Khushi Baby, Senior Data Engineer
About the portfolio organization
Khushi Baby is an 11-year-old digital health nonprofit with deep expertise in designing and deploying solutions for Ministries of Health across India. As a technical support partner to state governments in Rajasthan, Karnataka, and Maharashtra, Khushi Baby drives data-driven health systems strengthening at scale.
With a 120-member interdisciplinary team spanning public health, epidemiology, data science, software engineering, product design, and health policy, Khushi Baby reimagines how community health data is collected, integrated, and translated into meaningful action. The organization works to ensure that frontline data does not remain static but instead informs timely decision-making and improved service delivery at the last mile.
Khushi Baby’s work has secured over $20 million in government co-investment and is projected to reach 100 million people through 100,000 community health workers. By 2030, the organization aims to influence 15 percent of India’s public health decision-making processes through strengthened data-to-action systems.
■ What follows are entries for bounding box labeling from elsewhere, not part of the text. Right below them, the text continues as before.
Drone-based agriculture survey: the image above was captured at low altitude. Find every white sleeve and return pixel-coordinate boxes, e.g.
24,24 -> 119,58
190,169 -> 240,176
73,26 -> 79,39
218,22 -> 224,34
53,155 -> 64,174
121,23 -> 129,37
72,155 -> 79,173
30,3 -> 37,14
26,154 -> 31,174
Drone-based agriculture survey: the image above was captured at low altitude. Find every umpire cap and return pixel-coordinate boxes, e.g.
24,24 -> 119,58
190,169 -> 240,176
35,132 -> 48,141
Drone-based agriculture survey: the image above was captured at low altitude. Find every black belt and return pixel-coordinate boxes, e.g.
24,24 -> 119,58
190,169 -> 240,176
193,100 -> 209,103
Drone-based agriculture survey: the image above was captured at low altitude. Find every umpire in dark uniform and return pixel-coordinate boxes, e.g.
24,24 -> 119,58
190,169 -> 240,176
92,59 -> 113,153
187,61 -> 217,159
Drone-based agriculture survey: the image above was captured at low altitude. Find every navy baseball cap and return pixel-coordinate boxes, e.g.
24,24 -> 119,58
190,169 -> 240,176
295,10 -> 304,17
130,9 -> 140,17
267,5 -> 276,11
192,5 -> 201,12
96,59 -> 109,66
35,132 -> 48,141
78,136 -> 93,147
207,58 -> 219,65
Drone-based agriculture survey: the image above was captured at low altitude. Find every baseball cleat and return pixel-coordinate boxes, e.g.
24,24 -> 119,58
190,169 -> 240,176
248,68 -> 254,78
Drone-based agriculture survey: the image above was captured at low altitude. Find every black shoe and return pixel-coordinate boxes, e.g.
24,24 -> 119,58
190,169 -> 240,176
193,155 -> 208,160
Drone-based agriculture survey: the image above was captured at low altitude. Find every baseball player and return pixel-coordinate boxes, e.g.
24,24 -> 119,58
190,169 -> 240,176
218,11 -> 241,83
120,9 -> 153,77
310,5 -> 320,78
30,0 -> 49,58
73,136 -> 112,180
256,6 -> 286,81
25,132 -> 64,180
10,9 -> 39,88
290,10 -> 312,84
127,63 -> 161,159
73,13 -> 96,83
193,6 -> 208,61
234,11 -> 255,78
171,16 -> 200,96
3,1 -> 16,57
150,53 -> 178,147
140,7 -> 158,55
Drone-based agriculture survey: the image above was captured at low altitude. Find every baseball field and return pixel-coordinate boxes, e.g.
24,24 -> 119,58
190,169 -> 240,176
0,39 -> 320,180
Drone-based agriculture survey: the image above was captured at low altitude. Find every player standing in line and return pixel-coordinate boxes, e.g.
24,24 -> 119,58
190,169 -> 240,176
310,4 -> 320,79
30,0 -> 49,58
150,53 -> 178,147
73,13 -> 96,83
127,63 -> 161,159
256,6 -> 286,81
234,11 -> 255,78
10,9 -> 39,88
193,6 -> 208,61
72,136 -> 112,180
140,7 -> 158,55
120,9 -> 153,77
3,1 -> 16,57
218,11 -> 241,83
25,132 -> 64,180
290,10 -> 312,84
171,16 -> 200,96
At its core, Khushi Baby seeks to close the public health feedback loop at the last mile by connecting quality data, actionable insights, and effective ground-level action. The organization enables transformation across policy, program design, frontline practice, and partnerships, ensuring that digital systems translate into measurable improvements in health outcomes.
About the Fellowship role
The Senior Data Engineer Fellowship role is designed for a technically strong and systems-oriented leader who will architect, build, and optimize scalable data systems to power public health analytics at scale. This role sits at the core of Khushi Baby’s digital infrastructure and will be responsible for designing robust data architectures, defining data workflows, and ensuring high-quality, secure, and compliant data pipelines that support experimentation, product development, and programmatic impact.
The Fellow will work closely with product, engineering, data science, implementation, and research teams to translate frontline health data into reliable, real-time insights that inform public health decision-making. In addition to technical leadership, the role includes mentoring data engineers and strengthening organizational data systems to support long-term scale.
Location: In Person - Jaipuri, India
Employment: Full-time, one-year Fellowship
Starting Date: July 2026
Key responsibilities
Data Architecture & Infrastructure
- Design and implement scalable data architectures and modeling strategies
- Build and optimize ETL/ELT pipelines for structured and unstructured public health data
- Develop and manage real-time and batch processing systems (e.g., Kafka, Flink, RisingWave)
- Anticipate future infrastructure needs and ensure scalability and cost-effectiveness across cloud platforms (AWS, GCP, Azure)
Data Quality, Security & Compliance
- Lead the implementation of robust data quality assurance protocols
- Embed data integrity and standardization from the point of collection
- Ensure compliance with public health interoperability standards (FHIR, HL7, ICD-10)
- Implement secure access control, encryption, and regulatory-compliant data frameworks
Collaboration & Impact
- Partner with product, design, and field teams to define indicators and refine tools
- Translate technical architecture into actionable insights for cross-functional teams
- Support A/B testing, experimentation, and analytics initiatives
- Contribute to defining KPIs and success metrics using data-driven approaches
Team Leadership & Mentorship
- Mentor and manage data engineers and analysts
- Build technical depth within the data team
- Foster a culture of experimentation, documentation, and continuous learning
Technical Optimization & Documentation
- Conduct performance tuning of databases, queries, and pipelines
- Optimize cloud infrastructure for performance and cost efficiency
- Maintain thorough documentation of data architecture, workflows, lineage, and metadata
Requirements
Experience and education
- Bachelor’s degree in Computer Science, Data Engineering, or a related field
- 5+ years of experience in data engineering
- 2+ years in a leadership or team management role
Hard skills:
- Advanced proficiency in SQL and Python
- Strong experience with data modeling and pipeline orchestration (e.g., Airflow, Mage AI)
- Experience with big data technologies such as Apache Iceberg or Delta Lake
- Knowledge of streaming and CDC tools (Kafka, Debezium, Redpanda)
- Experience with cloud platforms (AWS, GCP, Azure)
- Deep understanding of partitioning, indexing, caching, and compression techniques
- Experience building scalable real-time and batch processing systems
Soft skills:
- Strong analytical and problem-solving abilities
- Logical reasoning and structured thinking
- Clear communication skills across technical and non-technical stakeholders
- Leadership and mentorship capability
- Systems thinking mindset with attention to detail
Must Haves:
- Minimum 5 years of hands-on data engineering experience
- Proven leadership experience managing or mentoring technical teams
- Strong proficiency in SQL and Python
- Experience designing and deploying scalable cloud-based data systems
- Ability to work in-person in Jaipur
- Legal authorization to work in India
- Strong written and verbal English communication skills